I have three episodes of Fear The Walking Dead to summarize. Let’s get to it!
TEOTWAWKI – [s3ep3]
“If you’re going to plan for the future, plan for a better one.”
– Jeremiah Otto
The thing is: That’s rather hard to do (let alone accomplish) when you have a bevy of conflicting ideas on how that future should be composed. And that’s exactly the problem facing this new faction of people Madison and her family find themselves with.
On the surface it seems the community is gelling under Otto’s leadership. But there’s a wrench that got thrown in the machine with the shooting down of that helicopter – not to mention on a personal level with Travis’ demise – mucking up the future. First, the past has to be answered for in order for everyone to move forward for the betterment of all.
That wrench … it’s always the rub, isn’t it?
Add to that the fact no one in Madison’s group knows their place.
Madison is set on figuring out where she belongs – if it’s in Otto’s group she’ll find that out soon enough. Her way of making that determination is diving in head first and being proactive in the scheme of things, the direct approach. Thus, volunteering as one of the team on the mission to discover what happened with the chopper. (Note: Troy certainly isn’t making things easy for her while she’s in this state of flux. He has a definite love (lust?)/hate relationship with her and always had since he laid eyes on her at the military base in episode one.)

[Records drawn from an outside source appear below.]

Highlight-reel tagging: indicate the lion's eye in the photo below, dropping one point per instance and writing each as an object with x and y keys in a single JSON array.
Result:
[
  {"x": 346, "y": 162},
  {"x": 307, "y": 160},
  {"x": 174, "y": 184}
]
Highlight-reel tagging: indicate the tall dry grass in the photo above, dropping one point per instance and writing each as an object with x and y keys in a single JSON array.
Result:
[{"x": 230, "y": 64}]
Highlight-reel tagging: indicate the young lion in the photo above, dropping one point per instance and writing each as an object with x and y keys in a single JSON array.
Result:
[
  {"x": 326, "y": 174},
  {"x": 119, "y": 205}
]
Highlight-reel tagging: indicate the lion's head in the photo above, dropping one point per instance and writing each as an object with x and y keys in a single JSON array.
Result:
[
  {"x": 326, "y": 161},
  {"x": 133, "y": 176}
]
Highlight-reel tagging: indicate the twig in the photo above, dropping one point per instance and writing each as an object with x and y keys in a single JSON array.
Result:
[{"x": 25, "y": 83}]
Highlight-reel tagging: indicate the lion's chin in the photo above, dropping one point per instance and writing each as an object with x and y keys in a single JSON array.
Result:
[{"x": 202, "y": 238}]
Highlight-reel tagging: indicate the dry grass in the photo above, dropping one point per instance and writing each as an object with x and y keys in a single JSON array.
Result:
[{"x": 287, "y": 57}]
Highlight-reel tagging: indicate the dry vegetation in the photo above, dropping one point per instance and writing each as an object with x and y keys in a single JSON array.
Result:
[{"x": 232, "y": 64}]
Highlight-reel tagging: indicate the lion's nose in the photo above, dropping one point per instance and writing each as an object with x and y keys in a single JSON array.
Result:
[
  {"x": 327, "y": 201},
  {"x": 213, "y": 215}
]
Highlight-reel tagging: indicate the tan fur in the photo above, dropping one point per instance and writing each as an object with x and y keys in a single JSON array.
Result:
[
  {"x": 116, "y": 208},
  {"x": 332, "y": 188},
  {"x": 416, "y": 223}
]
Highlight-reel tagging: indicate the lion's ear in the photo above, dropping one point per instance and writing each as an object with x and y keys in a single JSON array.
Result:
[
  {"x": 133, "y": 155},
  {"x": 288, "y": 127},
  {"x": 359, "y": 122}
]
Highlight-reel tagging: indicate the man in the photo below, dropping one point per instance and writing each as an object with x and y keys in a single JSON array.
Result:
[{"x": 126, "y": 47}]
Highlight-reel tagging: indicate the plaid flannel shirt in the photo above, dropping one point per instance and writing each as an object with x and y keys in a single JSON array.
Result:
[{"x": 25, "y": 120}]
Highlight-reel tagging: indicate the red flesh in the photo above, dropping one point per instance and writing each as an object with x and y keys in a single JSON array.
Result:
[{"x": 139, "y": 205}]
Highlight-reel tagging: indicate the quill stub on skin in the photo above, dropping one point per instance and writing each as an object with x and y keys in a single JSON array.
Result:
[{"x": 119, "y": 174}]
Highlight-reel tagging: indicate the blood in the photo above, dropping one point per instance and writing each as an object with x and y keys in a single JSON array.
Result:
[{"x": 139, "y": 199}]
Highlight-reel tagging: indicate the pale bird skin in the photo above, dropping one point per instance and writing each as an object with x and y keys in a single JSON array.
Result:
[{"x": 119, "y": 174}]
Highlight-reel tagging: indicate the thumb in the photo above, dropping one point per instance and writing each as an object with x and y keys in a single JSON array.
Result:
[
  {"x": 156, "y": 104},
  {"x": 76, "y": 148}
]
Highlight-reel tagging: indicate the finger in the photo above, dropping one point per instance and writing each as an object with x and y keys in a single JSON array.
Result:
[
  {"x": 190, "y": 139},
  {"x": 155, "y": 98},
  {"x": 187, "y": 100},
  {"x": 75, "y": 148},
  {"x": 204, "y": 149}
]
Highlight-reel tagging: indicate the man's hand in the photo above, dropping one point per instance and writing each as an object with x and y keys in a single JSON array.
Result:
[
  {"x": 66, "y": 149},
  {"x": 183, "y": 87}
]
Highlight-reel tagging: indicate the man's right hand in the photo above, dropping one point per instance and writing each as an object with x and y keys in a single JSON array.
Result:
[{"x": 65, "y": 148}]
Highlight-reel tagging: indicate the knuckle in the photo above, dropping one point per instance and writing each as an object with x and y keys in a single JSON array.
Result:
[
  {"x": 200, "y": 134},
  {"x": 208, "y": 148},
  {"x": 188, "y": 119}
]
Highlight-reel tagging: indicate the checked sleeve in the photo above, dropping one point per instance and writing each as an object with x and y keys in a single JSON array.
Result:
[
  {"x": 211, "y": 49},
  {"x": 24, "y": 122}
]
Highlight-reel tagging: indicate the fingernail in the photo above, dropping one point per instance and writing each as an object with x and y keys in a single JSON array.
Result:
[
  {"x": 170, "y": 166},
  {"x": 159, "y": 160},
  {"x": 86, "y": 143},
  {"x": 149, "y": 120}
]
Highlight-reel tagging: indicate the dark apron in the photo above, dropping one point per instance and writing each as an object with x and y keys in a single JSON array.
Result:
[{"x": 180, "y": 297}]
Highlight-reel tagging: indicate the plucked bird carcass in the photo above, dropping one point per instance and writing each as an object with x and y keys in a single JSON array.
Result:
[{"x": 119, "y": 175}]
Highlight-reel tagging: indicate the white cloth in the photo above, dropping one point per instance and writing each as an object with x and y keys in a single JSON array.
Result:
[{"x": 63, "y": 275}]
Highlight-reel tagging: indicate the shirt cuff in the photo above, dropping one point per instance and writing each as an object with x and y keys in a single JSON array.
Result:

Nick (as always full of internal conflict, ramped up even more with his concern over Luciana) is just as confused and wary as Madison. To the point he’s making rash and dangerous decisions. You only have to witness his “discussion” with Troy at the end of the episode to get a quick understanding (such that it was) of his relationship with the younger Otto boy. Still, if he’d only cool his jets a bit he could reign in some of that impulsiveness. But that’s never been Nick – drug-induced high, sober and contemplative … or somewhere in between.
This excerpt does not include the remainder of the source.